Changes in chemical properties

Cellulose deconstruction rate was higher in wood blocks treated with the selected Streptomyces spp. except for those treated with Streptomyces sp. 1 (TPML 13102), as observed in the analyses of changes in chemical properties, including lignin and holocellulose, at 120 days after the inoculation of wood blocks with G. trabeum (Figure 4). The average amounts (%) of lignin and holocellulose retained in wood blocks were 50.1% and 121.2%, respectively, after treatment with Streptomyces sp. 1 (TPML 13102) compared with 30.2% and 116.5% in the control.

Figure 4.

Analysis of changes in the chemical components, including lignin and holocellulose, at 120 days after inoculation with Gloeophyllum trabeum on the wood block of Pinus densiflora treated with the selected Streptomyces spp. (p < 2e−16 at 95% confidence interval).

The wood blocks treated with Streptomyces sp. 1 that showed high-antifungal activity against G. trabeum were subjected to histological evaluation using SEM. The cell wall fiber of the wood blocks from the control group became thinner due to fungal attack, indicative of the degradation of the cell wall polymers by the inoculum. In addition, the tracheid collapsed in wood blocks from the control group. However, this tendency was not observed from the wood blocks treated with Streptomyces sp. 1 (TPML 13102) (Figure 5).

Figure 5.

Scanning electron micrographs (×150, ×1000, and ×5000) of cross-sections of Pinus densiflora specimens at 120 days after its inoculation with Gloeophyllum trabeum. Blocks treated with Streptomyces sp. 1 (A–C) and the non-treated controls (D–F). (A, D) bar 200 μm; (B, E) bar 20 μm; (C, F) bar 10 μm.

G. trabeum is one of the brown rot fungi of ecological importance, as it plays a significantly important role in biomass recycling and soil fertility in forest ecosystems [43,44]. In addition, it is an economic concern, as it causes the most prevalent and destructive type of wood deterioration arising from the rapid structural failure [45]. We observed that the selected strain, Streptomyces sp. 1, successfully protected the wood from decay inflicted by the brown rot fungus, G. trabeum, as observed through mechanical, chemical, and histological properties.

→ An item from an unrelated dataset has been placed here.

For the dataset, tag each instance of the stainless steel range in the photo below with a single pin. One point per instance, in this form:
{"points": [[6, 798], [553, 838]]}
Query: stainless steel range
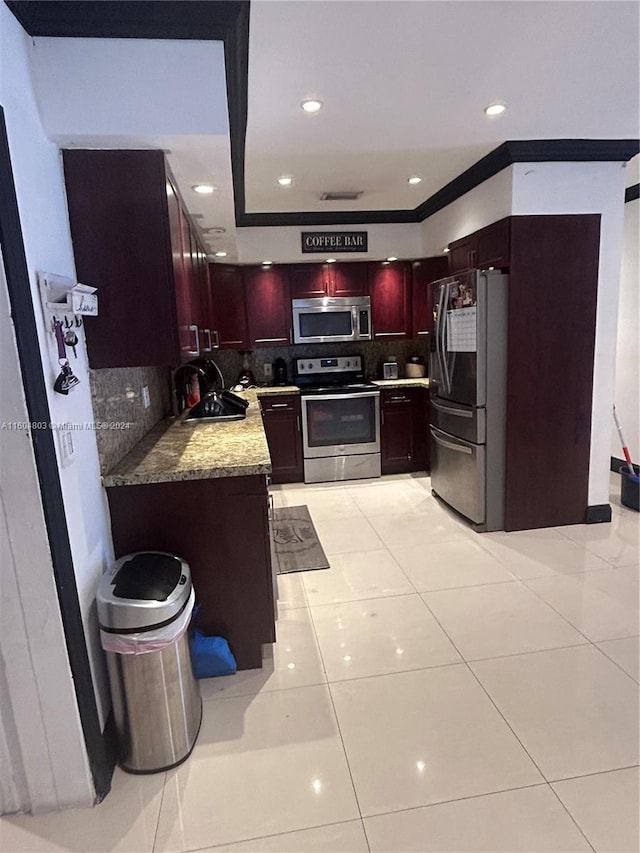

Efforts are underway to explore alternatives for the use of chemical biocides due to increased concern over the environmental side-effects, as well as associated legislative constraints with the use of some chemical treatments. Our results suggest that Streptomyces sp. 1 is a promising biological control agent given the fact that it exhibits strong antagonism toward WDF, especially G. trabeum. Although modes of antagonism of Streptomyces sp. 1 against G. trabeum are remained uncovered, this strain may be a likely source of a large number of bioactive compounds.